…every time i muster up enough courage to ask you to clean something, i overcome my fear of you being annoyed with me and i throw away selfish people-pleasing desires to confront you.

it doesn’t happen very often.

but every time… i don’t get an answer from you, but instead an excuse.

it’s okay, i understand. and i tell you that it’s okay.

but i’m tired too, and i have a lot of things on my plate, too… but i do my part.

and i just wanted to ask you to do yours, too.

it’s hard for me. like that one time i asked you to line the trashcan before throwing trash in it. you looked at me like i had crazy in my eyes. it kind of hurt.

and to me, the act of asking you is helping me turn away from holding onto my frustration and not cleaning up just for the sake of my mental health. because some days i really feel like i could go insane. instead of vacuuming, scrubbing sinks, sweeping, throwing away food, and bringing dirty dishes to the sink as my service to God, it turns into my solution for my frustration.

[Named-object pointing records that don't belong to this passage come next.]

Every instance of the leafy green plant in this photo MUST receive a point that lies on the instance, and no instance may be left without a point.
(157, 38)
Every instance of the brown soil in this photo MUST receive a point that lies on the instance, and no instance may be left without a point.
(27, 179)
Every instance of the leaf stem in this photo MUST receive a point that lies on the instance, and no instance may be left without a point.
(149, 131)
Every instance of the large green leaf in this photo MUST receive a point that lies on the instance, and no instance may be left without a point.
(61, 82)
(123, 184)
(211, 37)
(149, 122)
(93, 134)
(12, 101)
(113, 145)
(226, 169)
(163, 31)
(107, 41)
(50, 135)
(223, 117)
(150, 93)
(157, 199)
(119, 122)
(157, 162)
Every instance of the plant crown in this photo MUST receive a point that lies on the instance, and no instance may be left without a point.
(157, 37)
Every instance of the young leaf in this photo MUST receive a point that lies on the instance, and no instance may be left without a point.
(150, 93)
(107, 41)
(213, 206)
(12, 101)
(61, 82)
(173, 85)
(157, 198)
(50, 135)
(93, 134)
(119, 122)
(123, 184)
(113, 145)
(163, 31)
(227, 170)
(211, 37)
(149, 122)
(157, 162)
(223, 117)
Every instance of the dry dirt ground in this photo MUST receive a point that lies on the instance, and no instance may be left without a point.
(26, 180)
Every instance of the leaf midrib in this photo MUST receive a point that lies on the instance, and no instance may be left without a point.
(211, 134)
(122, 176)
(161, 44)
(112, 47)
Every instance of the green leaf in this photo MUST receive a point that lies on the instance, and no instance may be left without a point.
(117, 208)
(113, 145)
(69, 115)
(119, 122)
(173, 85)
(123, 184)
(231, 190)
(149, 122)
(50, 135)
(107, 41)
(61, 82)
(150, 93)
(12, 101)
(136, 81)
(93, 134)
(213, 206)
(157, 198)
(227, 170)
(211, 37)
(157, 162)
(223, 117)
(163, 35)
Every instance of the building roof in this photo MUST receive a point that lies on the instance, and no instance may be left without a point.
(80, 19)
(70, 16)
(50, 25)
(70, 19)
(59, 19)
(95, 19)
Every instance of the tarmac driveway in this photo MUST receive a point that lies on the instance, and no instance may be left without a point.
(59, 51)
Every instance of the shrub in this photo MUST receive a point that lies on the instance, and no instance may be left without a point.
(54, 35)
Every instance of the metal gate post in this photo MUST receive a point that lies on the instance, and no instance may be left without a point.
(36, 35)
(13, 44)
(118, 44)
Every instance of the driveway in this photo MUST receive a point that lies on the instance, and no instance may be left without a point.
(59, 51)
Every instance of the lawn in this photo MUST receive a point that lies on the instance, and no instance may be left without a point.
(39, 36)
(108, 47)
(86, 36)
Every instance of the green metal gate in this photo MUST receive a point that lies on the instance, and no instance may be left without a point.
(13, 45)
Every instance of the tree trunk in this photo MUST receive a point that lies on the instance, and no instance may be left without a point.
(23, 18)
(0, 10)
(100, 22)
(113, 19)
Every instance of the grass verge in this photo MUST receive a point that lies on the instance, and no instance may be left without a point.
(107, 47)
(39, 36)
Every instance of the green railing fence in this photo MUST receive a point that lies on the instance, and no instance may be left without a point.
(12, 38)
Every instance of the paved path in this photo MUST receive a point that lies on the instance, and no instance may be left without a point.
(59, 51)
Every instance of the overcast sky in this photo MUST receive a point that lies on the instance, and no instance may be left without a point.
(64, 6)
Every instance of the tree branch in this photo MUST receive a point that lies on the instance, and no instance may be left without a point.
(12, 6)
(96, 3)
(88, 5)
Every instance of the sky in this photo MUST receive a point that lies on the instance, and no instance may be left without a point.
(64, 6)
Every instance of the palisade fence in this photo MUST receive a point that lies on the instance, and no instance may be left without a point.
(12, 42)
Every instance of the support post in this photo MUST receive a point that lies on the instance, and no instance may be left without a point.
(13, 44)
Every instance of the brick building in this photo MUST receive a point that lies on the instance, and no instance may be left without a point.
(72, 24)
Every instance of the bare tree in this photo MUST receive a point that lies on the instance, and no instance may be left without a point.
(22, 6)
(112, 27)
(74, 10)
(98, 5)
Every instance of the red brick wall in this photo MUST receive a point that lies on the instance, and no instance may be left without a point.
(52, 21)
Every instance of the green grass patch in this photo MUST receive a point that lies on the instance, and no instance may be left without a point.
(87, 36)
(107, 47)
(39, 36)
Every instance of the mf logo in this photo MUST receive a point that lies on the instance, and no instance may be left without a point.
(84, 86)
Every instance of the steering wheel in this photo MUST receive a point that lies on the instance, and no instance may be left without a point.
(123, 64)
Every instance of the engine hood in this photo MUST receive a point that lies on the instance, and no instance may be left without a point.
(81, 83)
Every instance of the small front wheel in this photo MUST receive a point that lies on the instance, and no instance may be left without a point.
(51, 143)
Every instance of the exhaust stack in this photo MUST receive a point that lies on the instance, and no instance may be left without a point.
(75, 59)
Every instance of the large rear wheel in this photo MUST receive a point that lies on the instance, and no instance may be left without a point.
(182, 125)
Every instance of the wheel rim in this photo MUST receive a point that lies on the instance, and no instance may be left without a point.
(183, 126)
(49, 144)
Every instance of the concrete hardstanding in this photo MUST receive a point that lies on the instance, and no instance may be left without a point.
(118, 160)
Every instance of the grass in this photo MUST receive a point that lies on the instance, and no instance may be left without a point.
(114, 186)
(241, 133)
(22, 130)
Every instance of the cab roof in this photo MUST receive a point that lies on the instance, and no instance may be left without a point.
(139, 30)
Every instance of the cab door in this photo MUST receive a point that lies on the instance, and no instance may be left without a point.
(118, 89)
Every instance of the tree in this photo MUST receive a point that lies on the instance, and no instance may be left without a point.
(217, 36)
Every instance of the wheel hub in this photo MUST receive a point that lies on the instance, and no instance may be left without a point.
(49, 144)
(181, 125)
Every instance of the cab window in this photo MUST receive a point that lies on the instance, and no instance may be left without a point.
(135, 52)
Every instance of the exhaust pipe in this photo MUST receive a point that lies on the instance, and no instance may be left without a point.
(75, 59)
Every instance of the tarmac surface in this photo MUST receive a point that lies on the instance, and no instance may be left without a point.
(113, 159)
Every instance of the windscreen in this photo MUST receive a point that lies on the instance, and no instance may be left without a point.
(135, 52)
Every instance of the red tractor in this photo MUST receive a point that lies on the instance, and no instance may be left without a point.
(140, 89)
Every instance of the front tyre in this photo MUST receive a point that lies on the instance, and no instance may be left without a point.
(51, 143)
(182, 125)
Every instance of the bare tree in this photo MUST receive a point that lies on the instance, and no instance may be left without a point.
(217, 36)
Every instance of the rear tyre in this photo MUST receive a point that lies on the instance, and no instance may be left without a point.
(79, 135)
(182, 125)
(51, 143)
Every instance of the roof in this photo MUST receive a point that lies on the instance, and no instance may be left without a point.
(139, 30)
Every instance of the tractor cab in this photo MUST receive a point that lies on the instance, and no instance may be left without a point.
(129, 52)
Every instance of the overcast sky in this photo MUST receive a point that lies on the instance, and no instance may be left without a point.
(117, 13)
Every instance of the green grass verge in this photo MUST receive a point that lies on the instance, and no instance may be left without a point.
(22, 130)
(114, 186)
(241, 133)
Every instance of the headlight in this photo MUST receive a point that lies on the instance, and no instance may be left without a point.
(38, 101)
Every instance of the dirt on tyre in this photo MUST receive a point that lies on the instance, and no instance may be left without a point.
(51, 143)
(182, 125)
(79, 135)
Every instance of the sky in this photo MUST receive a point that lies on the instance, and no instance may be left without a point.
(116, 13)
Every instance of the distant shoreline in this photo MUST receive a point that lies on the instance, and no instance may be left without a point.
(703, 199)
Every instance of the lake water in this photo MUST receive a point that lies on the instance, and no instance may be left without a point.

and that is not the solution.

it’s not living in a manner worthy of the gospel. it’s me getting stuck in the same black hole of sin. it’s during these times that God reminds me of 1 Corinthians 10:31.

Whether, then, you eat or drink or whatever you do, do all to the glory of God.

wow. humbling. it’s humbling to know that God in his infinite might, reached down to touch me, Priscilla Gee, and place the perfect righteousness of Jesus Christ on me.

and yet, i do not have the decency to impart this grace on the people around me whom i love.

not my personal interests, but also the interests of others. of hers. <3 Philippians 2 die selfishness!